= Virginia Lee Block =

American psychologist

Virginia Lee Block (July 4, 1902 – September 14, 1970), also known as VL Block, was an American psychologist who contributed to studies regarding child and adolescent psychology. Block worked as a professor at San Francisco State University, which now offers a scholarship in Block's name to be awarded to students studying to become counselors.

== Early life ==
Block was born in New Jersey on July 4, 1902. Raised in Montclair, New Jersey, she graduated from Montclair High School and earned an undergraduate degree from the New Jersey College for Women. She attended Stanford University and Columbia University in the early 1920s.

== Career ==
Following her graduation, Block was placed at the head of a Child Guidance Clinic in Seattle, Washington. When she worked at the Child Guidance Clinic, Block also served as a special consultant at the University of Washington for students enrolled in the Counseling and Guidance Training Institute.

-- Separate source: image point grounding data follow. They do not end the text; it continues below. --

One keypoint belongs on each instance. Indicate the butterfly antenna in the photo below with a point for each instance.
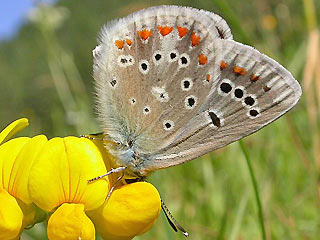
(114, 185)
(113, 170)
(172, 221)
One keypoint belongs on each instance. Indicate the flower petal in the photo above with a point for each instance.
(18, 184)
(8, 154)
(61, 171)
(70, 222)
(131, 210)
(11, 216)
(12, 129)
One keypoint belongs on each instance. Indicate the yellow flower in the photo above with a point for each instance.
(53, 176)
(131, 210)
(58, 184)
(16, 157)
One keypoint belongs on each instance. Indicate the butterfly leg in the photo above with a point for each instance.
(95, 136)
(113, 170)
(172, 221)
(114, 185)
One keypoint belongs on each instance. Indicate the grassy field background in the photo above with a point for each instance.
(46, 76)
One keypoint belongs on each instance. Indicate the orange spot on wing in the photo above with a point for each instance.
(195, 40)
(145, 34)
(254, 78)
(182, 31)
(129, 42)
(208, 77)
(266, 88)
(223, 65)
(203, 59)
(119, 43)
(165, 30)
(239, 70)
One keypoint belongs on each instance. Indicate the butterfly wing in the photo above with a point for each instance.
(172, 86)
(139, 62)
(249, 91)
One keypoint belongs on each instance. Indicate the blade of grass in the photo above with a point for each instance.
(255, 187)
(239, 216)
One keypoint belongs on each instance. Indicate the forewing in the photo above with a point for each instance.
(249, 91)
(139, 67)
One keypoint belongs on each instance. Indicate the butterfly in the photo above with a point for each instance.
(171, 85)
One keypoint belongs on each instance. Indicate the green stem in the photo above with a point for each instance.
(255, 187)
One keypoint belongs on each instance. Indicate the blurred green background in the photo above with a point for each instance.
(46, 76)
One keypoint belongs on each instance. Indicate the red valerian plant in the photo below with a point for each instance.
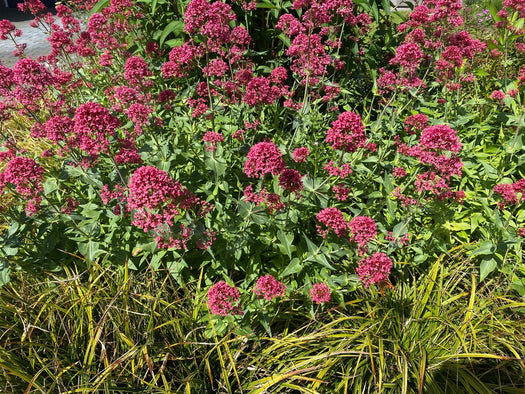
(223, 299)
(269, 288)
(374, 269)
(320, 293)
(156, 201)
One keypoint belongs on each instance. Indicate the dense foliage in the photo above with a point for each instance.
(287, 157)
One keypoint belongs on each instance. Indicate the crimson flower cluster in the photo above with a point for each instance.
(269, 288)
(25, 175)
(223, 299)
(512, 193)
(320, 293)
(347, 132)
(437, 150)
(264, 158)
(156, 201)
(93, 126)
(374, 269)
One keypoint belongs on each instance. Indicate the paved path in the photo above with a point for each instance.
(36, 40)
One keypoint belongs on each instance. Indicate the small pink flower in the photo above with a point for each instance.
(399, 172)
(374, 269)
(223, 298)
(263, 158)
(320, 293)
(269, 287)
(300, 154)
(497, 95)
(212, 138)
(332, 219)
(291, 180)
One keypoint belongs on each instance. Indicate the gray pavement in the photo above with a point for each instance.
(34, 38)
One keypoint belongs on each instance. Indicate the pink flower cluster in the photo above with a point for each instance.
(137, 72)
(415, 123)
(374, 269)
(332, 220)
(264, 158)
(156, 200)
(362, 230)
(212, 138)
(223, 299)
(93, 126)
(512, 193)
(25, 175)
(291, 180)
(347, 132)
(437, 149)
(320, 293)
(300, 154)
(269, 288)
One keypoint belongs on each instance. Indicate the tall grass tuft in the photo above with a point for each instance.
(443, 333)
(109, 330)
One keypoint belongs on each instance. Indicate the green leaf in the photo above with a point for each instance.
(486, 267)
(175, 27)
(97, 7)
(456, 226)
(90, 250)
(217, 165)
(50, 186)
(293, 267)
(486, 248)
(399, 230)
(286, 242)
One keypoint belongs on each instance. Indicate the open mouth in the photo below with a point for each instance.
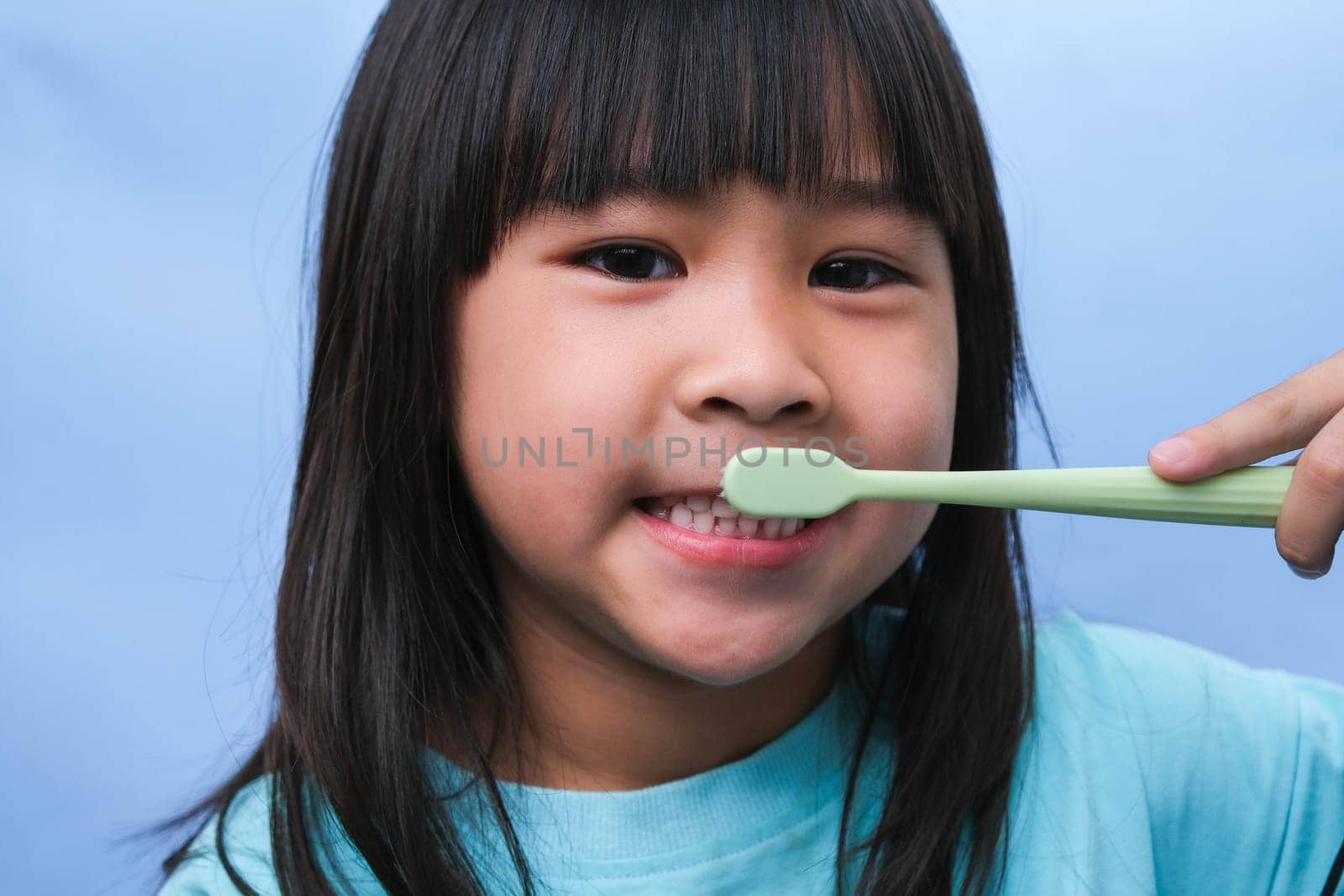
(712, 515)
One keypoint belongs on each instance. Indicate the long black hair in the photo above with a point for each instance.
(460, 118)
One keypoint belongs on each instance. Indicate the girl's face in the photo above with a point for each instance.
(745, 316)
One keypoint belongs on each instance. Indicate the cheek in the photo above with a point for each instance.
(526, 376)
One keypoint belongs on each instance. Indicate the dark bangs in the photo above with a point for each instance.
(675, 97)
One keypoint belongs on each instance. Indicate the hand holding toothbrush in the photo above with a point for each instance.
(1304, 410)
(1215, 485)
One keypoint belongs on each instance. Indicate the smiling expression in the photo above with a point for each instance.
(737, 315)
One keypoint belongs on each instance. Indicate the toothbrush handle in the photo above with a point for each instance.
(1250, 496)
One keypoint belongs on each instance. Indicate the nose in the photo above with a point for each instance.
(757, 369)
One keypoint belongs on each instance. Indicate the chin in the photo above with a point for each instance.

During this time, Block also contributed as a member of the Soroptimist organization, a club which focuses on empowering women.

== Scholarly contributions and notable works ==
Block contributed to many published works, including books such as Student questionnaire, with manual of directions and Kefauver-Hand guidance tests and inventories, and journal articles such as "Conflicts of adolescents with their mothers" and "Can we vitalize English?" Each of these contributed to the fields of adolescent, child, and education psychology.